Lors d'expériences ultérieures, ils ont constaté que ce régime de 1975 permettait aux souris de vivre plus longtemps, avec une meilleure mémoire et moins de déficiences physiques en vieillissant. (En fait, Shu Zhang, l'épidémiologiste, et ses collègues ont récemment publié des conclusions selon lesquelles un régime japonais est lié à des années plus saines et plus actives à mesure que les gens vieillissent).

Le groupe Tsuduki et ses collaborateurs ont également constaté que ce régime avait des effets positifs sur la santé des humains.

Un essai de 28 jours avec des personnes en surpoids qui suivaient un régime japonais moderne ou la version de 1975 a montré que le groupe de 1975 perdait plus de poids et avait un meilleur taux de cholestérol.

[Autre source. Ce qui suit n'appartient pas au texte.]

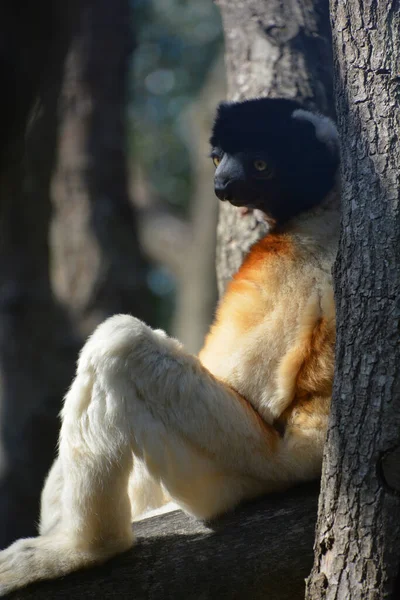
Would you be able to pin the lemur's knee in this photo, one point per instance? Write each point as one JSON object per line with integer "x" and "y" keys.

Dans d'autres travaux, les sujets ayant un poids sain qui suivaient le régime de 1975 étaient en meilleure forme à la fin de l'essai que les autres.

Tsuduki et ses collègues pensent que le microbiome des personnes pourrait être l'un des éléments médiateurs de ces effets, après avoir observé des changements dans le microbiome intestinal au cours de l'une de leurs études.

Quel est le secret ?

Quel est donc le secret ?

Si cette version du régime japonais a des effets positifs, cela pourrait être dû à la façon dont les repas sont préparés ainsi qu'aux particularités des nutriments, souligne Tsuduki.

Les repas sont composés de plusieurs petits plats, ce qui permet de varier les saveurs.

Les ingrédients sont plus souvent cuits à la vapeur ou mijotés que frits. De même, ils sont assaisonnés avec de petites quantités de substances au goût intense, plutôt qu'avec un excès de sel ou de sucre.

En résumé, il se peut que les bienfaits du régime japonais ne soient pas dus à une quelconque qualité magique des algues ou de la sauce soja, mais plutôt à l'importance accordée à la consommation d'une variété d'aliments cuisinés de manière saine et avec modération, tout en mettant l'accent sur les légumes et les légumineuses.

Des conseils, en d'autres termes, que tout le monde peut utiliser.

Mais le Japon moderne a ses propres problèmes pour suivre ces conseils.

Les taux de diabète ont augmenté ces dernières années, en partie à cause du vieillissement de la population, mais aussi de l'obésité croissante.

Il est possible que les jours du Japon en tant que pays comptant le plus de centenaires soient comptés.